Although I have a Canon TS-E 24mm ( http://www.canon.co.uk/lenses/ts-e-24mm-f-3-5l-ii-lens/ ), I don’t use it very often; despite being one of the best lenses I have from a quality, distortion and CA perspective. So my Easter treat has been re-acquainting myself with one of my most expensive lenses: some GBP1700 on Amazon (https://www.amazon.co.uk/Canon-focal-length-12mm-Shift/dp/B001TDM7DA).
First I decided to reread a few articles on the Scheimpflug principle and the hinge rule, which can be read about here: http://www.trenholm.org/hmmerk/
Thanks to Harold Merklinger we also have this diagram:
Having read about the ‘maths’, I thought I would do some virtual experimentation first.

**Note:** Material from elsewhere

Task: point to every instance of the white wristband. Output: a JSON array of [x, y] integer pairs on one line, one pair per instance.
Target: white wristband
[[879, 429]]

Having tried various Apps I can recommend three that really allow you to play around with all the Tilt variables.
The first is a web page with an interactive interpretation of shift: http://www.cambridgeincolour.com/tutorials/tilt-shift-lenses2.htm
The second is an online App and a great visulisation tool by Tim Parkin at http://static.timparkin.co.uk/static/dslr-tilt-shift/
Finally, as far as iOS Apps are concerned, I think the best and most powerful, for both normal depth of field and tilted DoF calculation and visualisation is LumariverDoF: http://www.lumariver.com/#LumariverDoF
For me, although the LumariverDoF interface is a bit intimidating at first, once you ‘work it out’, this App allows you to experiment with tilting, all from the comfort of your own sofa!
Once I had re-acquainted myself with the theory, I put it all to the test with a simple table top example.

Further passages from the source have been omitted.